Manchmal ist dieser Gehorsam furchtbar schwer. Pater Pio wurde in seinem priesterlichen Wirken eingeschränkt und durfte zeitweise nicht öffentlich die heilige Messe feiern und keine Beichten hören. Er gehorchte. Don Dolindo Ruotolo wurde über Jahre kirchlich geprüft und litt unter schwerer Verdächtigung. Er blieb. Solche Beispiele lösen nicht jede kanonische Frage. Aber sie zeigen eine geistliche Haltung: Die Heiligen haben ihre Liebe zur Kirche nicht davon abhängig gemacht, ob kirchliche Autoritäten sie verstanden haben.

Vielleicht ist das die schwerste Form der Liebe: bei der Mutter Kirche zu bleiben, wenn sie mich verwundet; bei Petrus zu bleiben, wenn Petrus mich nicht versteht; bei Christus zu bleiben, wenn sein Leib blutet.

Jesus sagt am Kreuz: «Es ist vollbracht!» (Joh 19,30). In diesem Wort vollendet sich nicht ein privates Erlösungsprojekt. In diesem Wort wird die Braut geboren, die Kirche. Aus seiner geöffneten Seite fliessen Blut und Wasser. Eucharistie und Taufe. Sakrament und Kirche. Opfer und Einheit.

Darum kann man die Tradition nicht gegen die Kirche retten. Man kann die Eucharistie nicht gegen die communio verteidigen. Man kann den Glauben nicht bewahren, indem man die sichtbare Einheit zerreisst.

Vielleicht ist jetzt die Stunde, in der wir weniger rechthaberisch und mehr eucharistisch werden müssen. Nicht schweigen aus Gleichgültigkeit. Nicht reden aus Bitterkeit. Sondern sprechen aus Liebe und knien aus Schmerz.

Am Ende bleibt mir das Gebet Jesu. Nicht mein Kommentar. Nicht mein Urteil. Sein Gebet:

«Heiliger Vater, bewahre sie in deinem Namen, den du mir gegeben hast, damit sie eins sind wie wir» (Joh 17,11).

Vielleicht ist genau das jetzt unser Auftrag: die Wahrheit nicht verraten, die Wunde nicht verharmlosen, die Tradition nicht verachten, Petrus nicht verlassen — und unter dem Kreuz um jene Einheit beten, für die Christus sein Blut vergossen hat.

12 Responses

  1. Vergelt’s Gott für dieses Statement. Da kann man sehr viel mitnehmen. Hoffe, dass das der eine oder die andere der Piusbruderschaft liest. Denn das regt an zum Nachdenken.

    1. Ich glaube, gerade davon müssen wir wegkommen. Zu sagen, es wäre gut wenn der eine oder andere dies hört oder jenes. Das ist nicht hilfreich.

      1. Lieber Don Philipp, sehr gut geschrieben, du sprichst mir aus dem Herzen.
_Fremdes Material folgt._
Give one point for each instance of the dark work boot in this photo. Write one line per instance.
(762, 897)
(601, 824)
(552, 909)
Herzliches Vergelts Gott für diesen wertvollen Beitrag 🙏🙏🙏🕊️

  2. Ein hervorragender Beitrag. Ich teile die dargestellte Sichtweise und halte diesen Ansatz für überzeugend und empfehlenswert.
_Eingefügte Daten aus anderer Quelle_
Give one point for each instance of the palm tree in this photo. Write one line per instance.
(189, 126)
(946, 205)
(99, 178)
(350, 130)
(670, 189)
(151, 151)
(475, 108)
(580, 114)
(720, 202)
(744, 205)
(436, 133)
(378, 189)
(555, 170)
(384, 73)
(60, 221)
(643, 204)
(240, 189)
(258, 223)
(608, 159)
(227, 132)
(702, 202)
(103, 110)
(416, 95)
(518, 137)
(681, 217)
  3. Lieber Don Isenegger, Sie sprechen mir aus dem Herzen. Ewiges vergelts Gott für Ihre Worte! Möge Jesus Sie reichlich segnen und der hl. Geist Sie weiterhin führen 🙏🏻🕊️

  4. Ich bin sehr dankbar und glücklich über diesen tiefgründigen, ausgewogenen und sorgfältig formulierten Artikel. Diakon Urban Camenzind-Herzog

  5. Lieber Philip, das ist der der beste Kommentar den ich über dieses schwere Ereignis gelesen habe! Ewiges Vergelts Gott!

  6. Ich schliesse mich den Kommentaren hier an, lieber Don Philipp. Das ist hervorragend geschrieben (Schreiben ist denken, Schopenhauer). Danke dem Allerhöchsten, dass er Dich in seinen Dienst gerufen hat. In Demut und Liebe klar sein, die Wahrheit sprechen. Das machst Du hervorragend. Und Du zelbrierst auch die Heilige Messe so, dass ich die Anwesenheit Jesus spüre. Dass seine Würde, Barmherzigkeit, Herrlichkeit und Liebe spürbar, ja greifbar, werden. Ich freue mich auf Donnerstag.

  7. Der Artikel beschreibt den ganzen Kontext in ausführlicher Weise; wohlwollend, warmherzig, liebevoll und fokussiert das Thema dabei aus verschiedenen möglichen Betrachtungsweisen.
    Könnten hier aus einem anderen Kontext heraus auch noch weitere mögliche Fragen hineinspielen?
    Erscheinungsort Garabandal, Botschaft der Mutter Gottes von 1965: «Es werden viele Kardinäle, Bischöfe und Priester viele Seelen mit in die Tiefe reissen.»